In other words, peace finds its source in rightly ordered relationships — that is, those that are “just” — among them, the relationship between God and man, the relationship between men themselves and society, the relationship of nations, and the relationship of humanity to the created order.
In this sense, we can properly understand the oft-quoted statement of Pope Paul VI, echoed by Pope Benedict XVI, that if you want peace, you must work for justice.
Recourse to a standard of justice, and the acknowledgement of the presence of injustice, first depend, however, on the recognition that there are objective truths and principles that should guide human affairs, and that some things and acts are good and some are bad.
So in his first Peace Day message, the Holy Father ambitiously reminded all of humanity that acknowledgement of the truth leads us on a path to peace.
In subsequent messages, he called our attention to certain truths that have been questioned, undermined, or outright attacked in the world of culture and politics, particularly the dignity of the human person, the recognition of which is at the “heart of peace.”

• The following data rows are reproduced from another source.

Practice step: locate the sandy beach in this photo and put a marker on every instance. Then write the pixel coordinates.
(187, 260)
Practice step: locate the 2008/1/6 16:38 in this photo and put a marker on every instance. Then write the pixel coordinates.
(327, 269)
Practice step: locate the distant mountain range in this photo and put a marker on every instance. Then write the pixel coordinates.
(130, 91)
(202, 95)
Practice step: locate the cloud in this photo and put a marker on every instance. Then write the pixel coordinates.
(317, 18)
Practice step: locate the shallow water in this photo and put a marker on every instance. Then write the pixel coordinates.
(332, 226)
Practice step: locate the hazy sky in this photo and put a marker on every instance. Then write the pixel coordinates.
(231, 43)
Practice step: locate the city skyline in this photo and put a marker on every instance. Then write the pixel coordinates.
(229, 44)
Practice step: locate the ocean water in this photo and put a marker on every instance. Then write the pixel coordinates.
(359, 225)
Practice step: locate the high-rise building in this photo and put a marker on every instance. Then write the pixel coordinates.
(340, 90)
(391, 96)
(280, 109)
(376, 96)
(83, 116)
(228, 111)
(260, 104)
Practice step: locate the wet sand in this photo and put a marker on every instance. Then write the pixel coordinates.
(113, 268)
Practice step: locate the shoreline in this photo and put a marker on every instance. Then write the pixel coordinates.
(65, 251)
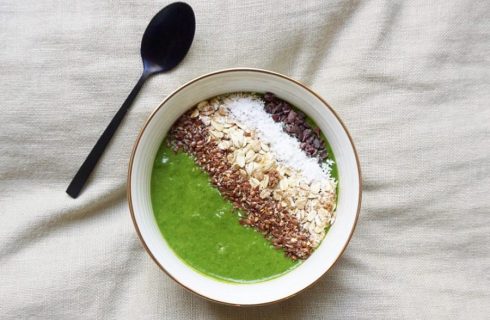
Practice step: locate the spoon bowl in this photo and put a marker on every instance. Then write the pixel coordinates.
(165, 43)
(168, 38)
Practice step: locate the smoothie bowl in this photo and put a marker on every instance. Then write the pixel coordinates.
(244, 186)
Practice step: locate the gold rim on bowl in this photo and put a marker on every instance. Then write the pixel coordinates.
(130, 167)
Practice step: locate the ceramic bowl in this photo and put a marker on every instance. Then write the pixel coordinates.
(154, 132)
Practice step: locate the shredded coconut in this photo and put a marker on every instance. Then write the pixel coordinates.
(249, 111)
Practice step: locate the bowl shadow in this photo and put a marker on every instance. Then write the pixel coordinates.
(294, 308)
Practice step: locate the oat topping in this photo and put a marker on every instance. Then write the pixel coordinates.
(276, 198)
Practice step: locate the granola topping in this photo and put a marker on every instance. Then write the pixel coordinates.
(276, 198)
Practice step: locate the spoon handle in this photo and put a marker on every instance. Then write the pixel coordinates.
(93, 157)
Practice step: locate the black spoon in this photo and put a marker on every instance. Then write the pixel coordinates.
(166, 41)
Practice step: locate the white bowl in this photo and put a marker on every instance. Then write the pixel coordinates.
(152, 135)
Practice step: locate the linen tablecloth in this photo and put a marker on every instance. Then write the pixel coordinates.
(410, 79)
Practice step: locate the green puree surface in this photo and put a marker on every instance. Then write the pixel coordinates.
(203, 229)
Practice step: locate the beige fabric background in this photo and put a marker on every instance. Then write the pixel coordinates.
(410, 79)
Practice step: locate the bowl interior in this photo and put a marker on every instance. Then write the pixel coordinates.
(140, 176)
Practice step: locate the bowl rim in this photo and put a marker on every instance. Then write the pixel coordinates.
(213, 73)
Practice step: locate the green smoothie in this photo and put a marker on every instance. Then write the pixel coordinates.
(203, 229)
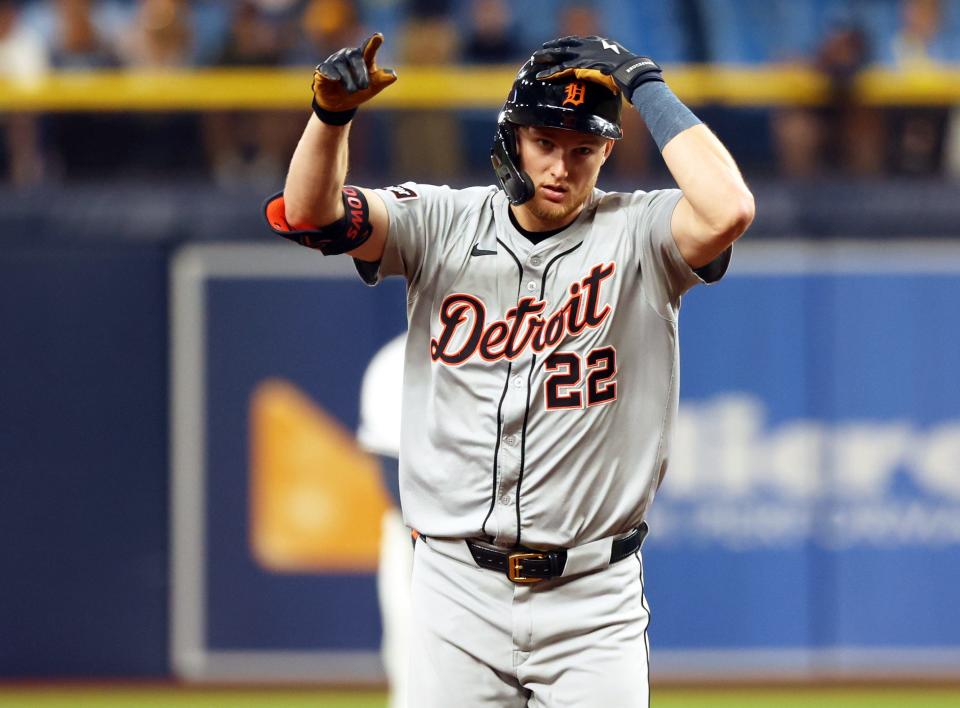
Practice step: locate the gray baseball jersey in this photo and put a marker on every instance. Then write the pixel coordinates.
(541, 381)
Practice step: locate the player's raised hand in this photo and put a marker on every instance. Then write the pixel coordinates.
(350, 77)
(596, 59)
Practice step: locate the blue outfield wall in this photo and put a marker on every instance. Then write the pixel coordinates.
(812, 504)
(83, 460)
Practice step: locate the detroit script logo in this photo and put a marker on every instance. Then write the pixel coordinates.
(463, 317)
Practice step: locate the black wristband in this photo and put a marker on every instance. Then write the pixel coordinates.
(333, 117)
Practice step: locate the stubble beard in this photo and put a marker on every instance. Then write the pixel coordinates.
(559, 214)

The dignity of the human person is protected through observance of the natural law.
Therefore, according to Pope Benedict, “the natural law should not be viewed as externally imposed decrees, as restraints upon human freedom. Rather, they should be welcomed as a call to carry out faithfully the universal divine plan inscribed in the nature of human beings. Guided by these norms, all peoples — within their respective cultures — can draw near to the greatest mystery, which is the mystery of God. Today too, recognition and respect for natural law represents the foundation for a dialogue between the followers of the different religions and between believers and non-believers. As a great point of convergence, this is also a fundamental presupposition for authentic peace” (“The Human Person, The Heart of Peace,” Jan. 1, 2007, paragraph 3).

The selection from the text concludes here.